Silvio Berlusconi's appeal against a conviction for hiring an underage sex worker has opened. Busy doing community service for a separate tax fraud conviction, the former Italian premier missed the trial's first day.
On Friday, a court began hearing the appeal of 77-year-old Silvio Berlusconi, who has challenged his conviction for soliciting sex from a minor. Should his appeal be rejected, the billionaire could lose his eligibility for community service and find himself under house arrest.
The three-time premier has repeatedly denied having sex in 2010 with the then-17-year-old exotic dancer "Ruby the Heart Stealer," the stage name of Karima El-Mahroug. She was hired to perform at parties that witnesses said featured nudity and dancers dressed as nuns.
During the first trial, Mahroug testified that she had received 2,000 to 3,000 euros per night to work at the "bunga bunga" parties in a discotheque at Berlusconi's villa, but she denied having sex with the media tycoon, who claims he hosted "normal dinner parties" followed by "burlesque contests."
The media mogul dropped the lawyers who defended him in his original trial after they became caught up in a witness corruption probe launched amid allegations of bribes paid to women taking the stand in his defense. Authorities have placed 45 people under investigation, including Berlusconi, his lawyers, Mahroug and several other young women.
In the previous trial, the court also found Berlusconi guilty of abusing his powers by having an aide call a police station to press for Mahroug's release from custody after authorities had arrested her on suspicion of theft. Berlusconi's defense had claimed that at the time he believed Mahroug was the niece of former Egyptian President Hosni Mubarak and wanted to avoid a diplomatic incident, but prosecutors insisted that he had intervened in a bid to conceal their relationship.

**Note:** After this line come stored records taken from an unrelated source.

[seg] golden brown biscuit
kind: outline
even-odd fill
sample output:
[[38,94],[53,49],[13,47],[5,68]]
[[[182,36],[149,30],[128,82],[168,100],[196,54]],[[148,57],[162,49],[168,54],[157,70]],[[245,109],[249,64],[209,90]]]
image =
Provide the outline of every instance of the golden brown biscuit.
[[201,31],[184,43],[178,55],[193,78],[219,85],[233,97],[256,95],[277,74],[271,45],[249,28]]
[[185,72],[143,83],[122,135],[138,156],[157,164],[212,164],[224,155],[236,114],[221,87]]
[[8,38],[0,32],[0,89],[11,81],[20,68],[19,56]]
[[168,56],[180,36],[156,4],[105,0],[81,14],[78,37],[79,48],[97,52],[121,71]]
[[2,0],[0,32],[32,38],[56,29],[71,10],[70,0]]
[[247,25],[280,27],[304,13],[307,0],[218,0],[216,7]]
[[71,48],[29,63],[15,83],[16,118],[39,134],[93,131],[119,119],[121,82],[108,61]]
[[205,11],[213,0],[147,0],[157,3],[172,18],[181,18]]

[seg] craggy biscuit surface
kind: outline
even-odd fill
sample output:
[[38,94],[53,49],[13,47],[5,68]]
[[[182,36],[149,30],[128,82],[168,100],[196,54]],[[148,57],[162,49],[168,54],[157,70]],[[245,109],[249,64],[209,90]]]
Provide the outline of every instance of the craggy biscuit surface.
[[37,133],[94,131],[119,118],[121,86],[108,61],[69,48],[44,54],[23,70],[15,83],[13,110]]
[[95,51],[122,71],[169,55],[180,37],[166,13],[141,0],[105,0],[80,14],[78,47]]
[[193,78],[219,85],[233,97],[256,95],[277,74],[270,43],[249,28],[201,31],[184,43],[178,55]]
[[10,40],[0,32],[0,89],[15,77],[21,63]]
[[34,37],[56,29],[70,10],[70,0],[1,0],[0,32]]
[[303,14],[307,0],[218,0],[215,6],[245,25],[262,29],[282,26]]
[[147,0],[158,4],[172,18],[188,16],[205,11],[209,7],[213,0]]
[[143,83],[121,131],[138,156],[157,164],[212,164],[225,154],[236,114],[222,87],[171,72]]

The court suspended Berlusconi's punishment - a seven-year prison sentence and lifetime ban from holding public office - during the appeals process, which should wrap up by September or October, after which the case will likely to go to Italy's highest court, according to media reports.
Berlusconi did not appear in court on Friday because he was performing court ordered community service in a hospice for Alzheimer's patients. He started the community service after losing his 2013 appeal against a conviction for tax fraud.